Er stammt aus XXXX , Lower Shabelle (Somalia), wo er im Familienverband aufwuchs und bis wenige Monate vor seiner Ausreise lebte. Seine Mutter, seine vier Brüder sowie seine Schwester befinden sich derzeit in Merka, ein Onkel väterlicherseits und ein Cousin sind nach wie vor im Heimatdorf wohnhaft. Seine Mutter arbeitet in Merka auf einem Markt. Ein Onkel der Mutter des Beschwerdeführers, der als Fischer tätig ist, lebt in Mogadischu. Bei diesem hielt er sich sechs Monate vor seiner Ausreise auf. Weiters finanzierte er die Ausreise des Beschwerdeführers.Er stammt aus römisch 40 , Lower Shabelle (Somalia), wo er im Familienverband aufwuchs und bis wenige Monate vor seiner Ausreise lebte. Seine Mutter, seine vier Brüder sowie seine Schwester befinden sich derzeit in Merka, ein Onkel väterlicherseits und ein Cousin sind nach wie vor im Heimatdorf wohnhaft. Seine Mutter arbeitet in Merka auf einem Markt. Ein Onkel der Mutter des Beschwerdeführers, der als Fischer tätig ist, lebt in Mogadischu. Bei diesem hielt er sich sechs Monate vor seiner Ausreise auf. Weiters finanzierte er die Ausreise des Beschwerdeführers.

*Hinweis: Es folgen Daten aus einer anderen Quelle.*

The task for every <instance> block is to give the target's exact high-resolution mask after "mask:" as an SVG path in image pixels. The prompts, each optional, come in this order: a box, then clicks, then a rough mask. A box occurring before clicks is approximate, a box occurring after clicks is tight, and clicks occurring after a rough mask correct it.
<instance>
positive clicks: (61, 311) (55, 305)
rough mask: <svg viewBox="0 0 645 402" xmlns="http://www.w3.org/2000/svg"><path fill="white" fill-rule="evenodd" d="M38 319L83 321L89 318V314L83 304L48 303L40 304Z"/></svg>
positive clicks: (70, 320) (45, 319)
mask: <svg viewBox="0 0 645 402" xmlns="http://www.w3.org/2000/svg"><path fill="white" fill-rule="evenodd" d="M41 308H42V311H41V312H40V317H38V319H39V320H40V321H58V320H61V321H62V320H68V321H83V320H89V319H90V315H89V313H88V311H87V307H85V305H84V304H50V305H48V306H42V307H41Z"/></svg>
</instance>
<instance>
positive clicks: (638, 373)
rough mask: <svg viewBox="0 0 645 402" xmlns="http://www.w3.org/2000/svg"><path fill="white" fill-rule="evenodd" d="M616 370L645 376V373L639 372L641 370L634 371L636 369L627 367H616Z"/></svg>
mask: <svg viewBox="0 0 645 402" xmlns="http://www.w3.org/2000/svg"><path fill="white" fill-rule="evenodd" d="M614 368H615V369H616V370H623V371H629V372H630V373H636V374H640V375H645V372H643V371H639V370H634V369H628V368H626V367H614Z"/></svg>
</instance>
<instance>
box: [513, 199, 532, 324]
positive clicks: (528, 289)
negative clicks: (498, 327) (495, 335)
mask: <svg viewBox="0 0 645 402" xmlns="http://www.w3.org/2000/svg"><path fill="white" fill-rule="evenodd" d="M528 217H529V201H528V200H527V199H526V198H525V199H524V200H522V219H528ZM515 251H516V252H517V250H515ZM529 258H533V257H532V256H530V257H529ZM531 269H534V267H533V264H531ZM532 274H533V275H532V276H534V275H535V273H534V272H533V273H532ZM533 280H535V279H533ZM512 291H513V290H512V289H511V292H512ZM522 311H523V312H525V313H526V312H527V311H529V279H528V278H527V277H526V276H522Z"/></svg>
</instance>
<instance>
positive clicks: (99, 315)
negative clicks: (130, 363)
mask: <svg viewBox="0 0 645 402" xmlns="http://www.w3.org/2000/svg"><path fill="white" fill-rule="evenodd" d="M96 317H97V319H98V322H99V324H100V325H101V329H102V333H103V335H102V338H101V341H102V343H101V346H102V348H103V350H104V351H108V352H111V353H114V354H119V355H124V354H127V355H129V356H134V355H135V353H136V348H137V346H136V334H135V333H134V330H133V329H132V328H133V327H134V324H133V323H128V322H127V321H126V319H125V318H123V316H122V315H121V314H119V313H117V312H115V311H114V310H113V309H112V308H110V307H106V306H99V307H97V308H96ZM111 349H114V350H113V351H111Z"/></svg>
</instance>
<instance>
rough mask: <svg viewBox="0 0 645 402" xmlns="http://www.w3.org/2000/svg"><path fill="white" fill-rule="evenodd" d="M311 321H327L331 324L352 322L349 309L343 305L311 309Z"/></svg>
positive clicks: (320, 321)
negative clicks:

Der Beschwerdeführer besuchte in Somalia sieben Jahre die Grundschule und half seinem Onkel, der Textilverkäufer ist. Er ist ledig und hat keine Kinder. Er ist arbeitsfähig und leidet an keinen schwerwiegenden physischen oder psychischen Erkrankungen.
1.2. Zur Rückkehrmöglichkeit nach Somalia:
Der Beschwerdeführer ist in Somalia keinen Verfolgungshandlungen ausgesetzt (gewesen). Er ist in seinem Herkunftsstaat nicht vorbestraft und drohen ihm weder aufgrund seines Religionsbekenntnisses noch seiner Volksgruppen- bzw. Clanzugehörigkeit oder aus politischen Gründen Probleme bzw. eine Verfolgung durch Al Shabaab oder die somalischen Behörden.
Der Beschwerdeführer würde bei einer Rückkehr nach Somalia – konkret in die Hauptstadt Mogadischu – unter Berücksichtigung seiner individuellen Umstände sowie der in Mogadischu herrschenden ausreichend stabilen Sicherheits- und Versorgungslage nicht in eine existenzgefährdende Notlage geraten und es wäre ihm auch nicht die notdürftigste Lebensgrundlage entzogen.
1.3. Zur Situation des Beschwerdeführers in Österreich:
Der Beschwerdeführer verließ Somalia im März 2022, reiste etwa im Mai 2022 irregulär ins Bundesgebiet ein und stellte am 05.05.2022 den verfahrensgegenständlichen Antrag auf internationalen Schutz. Er hält sich seither durchgehend in Österreich auf.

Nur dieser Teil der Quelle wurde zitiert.